View of Late Eighteenth-Century London from Greenwich Park

During the Georgian period Londoners loved to come to Greenwich Park. The views, as seen in the engraving, were stupendous, and most people considered it the best vantage spot from which to view London itself. The park itself was a beautiful spot to walk (as it remains today), and in Georgian times it was well stocked with deer. A late-eighteenth-century writer enthused, "The views from the Observatory and One-Tree Hill are beautiful beyond imagination, particularly the former. The projection of these hills is so bold, that you do not look down upon a gradually falling slope, but at once upon the tops of branching trees, which grow in knots and clumps out of dead hollows and embrowning dells. The cattle which feed on the lawns and appear in breaks among them, seem moving in a region of fairy land.
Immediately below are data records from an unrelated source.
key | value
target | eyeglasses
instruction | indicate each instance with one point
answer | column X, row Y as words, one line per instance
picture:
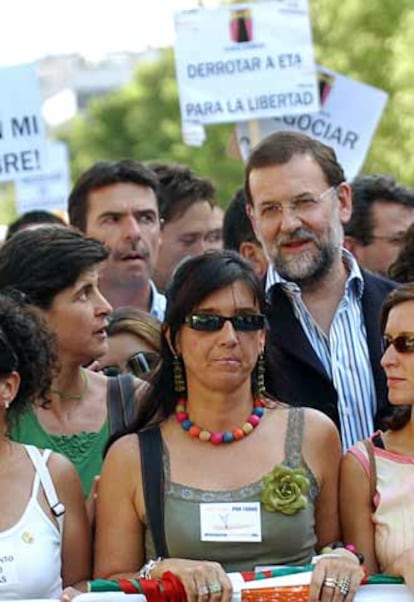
column 214, row 322
column 299, row 207
column 403, row 343
column 138, row 364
A thousand natural openings among the branches of the trees break upon little picturesque views of the swelling surf, which, when illuminated by the sun, have an effect pleasing beyond the power of fancy to exhibit."

Closer, the viewer could make out Greenwich Hospital for disabled seamen (the twin domes to the right) as well as the Isle of Dogs and the "floating millions" of the Thames (in this period the Thames would have been crowded with many hundreds of cargo ships as well men of war and pleasure and fishing vessels).